NOXXON Pharma demonstrates Synergies between NOX-A12 and Therapies working through T Cell or NK Cells
Preclinical data presented at the European Society for Medical Oncology (ESMO) conference shows synergy of NOXXON’s lead compound NOX-A12 with both T cell and NK cell based therapies
Berlin, Germany, 10 October 2016 – NOXXON Pharma N.V. (Alternext Paris: ALNOX) a clinical-stage biopharmaceutical company primarily focused on cancer treatment, announced that it presented data yesterday at the ESMO conference in Copenhagen, Denmark, studying the role of CXCL12 inhibition by NOX-A12 (olaptesed pegol) in tumor stroma spheroids, a preclinical model that mimics the complexity of the tumor microenvironment. These studies showed that NOX-A12 synergizes with therapies working through either T cells or NK cells. Further studies of NOX-A12 with agents working through T cells such as checkpoint inhibitors or CAR-T cells as well as NK cell-based therapies are warranted.
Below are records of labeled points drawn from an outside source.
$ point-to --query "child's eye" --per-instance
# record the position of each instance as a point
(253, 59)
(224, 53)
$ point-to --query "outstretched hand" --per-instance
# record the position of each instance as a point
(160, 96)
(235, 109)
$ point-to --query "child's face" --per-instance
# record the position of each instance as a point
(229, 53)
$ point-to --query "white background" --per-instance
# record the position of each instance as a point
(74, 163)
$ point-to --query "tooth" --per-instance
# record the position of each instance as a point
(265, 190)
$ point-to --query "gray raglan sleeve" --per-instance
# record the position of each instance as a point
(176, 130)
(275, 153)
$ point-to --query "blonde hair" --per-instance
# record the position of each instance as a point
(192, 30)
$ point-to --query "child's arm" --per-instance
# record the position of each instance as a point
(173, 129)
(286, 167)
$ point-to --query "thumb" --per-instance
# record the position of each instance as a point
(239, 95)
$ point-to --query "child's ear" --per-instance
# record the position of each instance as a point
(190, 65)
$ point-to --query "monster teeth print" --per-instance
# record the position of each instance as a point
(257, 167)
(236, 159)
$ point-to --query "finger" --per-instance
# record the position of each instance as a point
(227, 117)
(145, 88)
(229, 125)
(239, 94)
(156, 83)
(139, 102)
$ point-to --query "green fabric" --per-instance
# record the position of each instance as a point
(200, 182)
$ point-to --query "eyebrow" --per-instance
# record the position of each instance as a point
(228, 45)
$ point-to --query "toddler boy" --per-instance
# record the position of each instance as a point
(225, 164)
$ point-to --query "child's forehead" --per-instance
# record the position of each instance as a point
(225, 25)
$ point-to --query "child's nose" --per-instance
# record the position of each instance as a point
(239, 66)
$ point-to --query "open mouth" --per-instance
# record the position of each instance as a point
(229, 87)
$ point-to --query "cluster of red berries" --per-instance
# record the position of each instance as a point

Poster Title: CXCL12 Inhibition with NOX-A12 (Olaptesed Pegol) Increases T and NK Cell Infiltration and Synergizes with Immune Checkpoint Blockade and ADCC in Tumour-Stroma Spheroids
Authors: Dirk Zboralski, Anna Kruschinski, Dirk Eulberg and Axel Vater
Location & time: ESMO Congress 2016, Copenhagen, Denmark, 7-11 October 2016, Session Immunotherapy of cancer: Abstract #1083P, Hall E, Sunday, 9 October 2016, 13:00 – 14:00
The poster may be downloaded from the company’s website:
www.noxxon.com/downloads/poster/ESMO2016.pdf
NOX-A12, which inhibits the key tumor microenvironment chemokine CXCL12, may be a key partner for a wide range of IO (immuno-oncology) agents. NOXXON has generated promising pre-clinical and clinical data, including recent animal data showing synergy with a checkpoint inhibitor as well as recent phase 2a trials in multiple myeloma and a second hematological cancer that showed a safety profile that supports further development and first signs of efficacy. The company believes that additional clinical trials are warranted to investigate combinations of NOX-A12 multiple classes of IO agents including those acting on or through T cells and NK cells.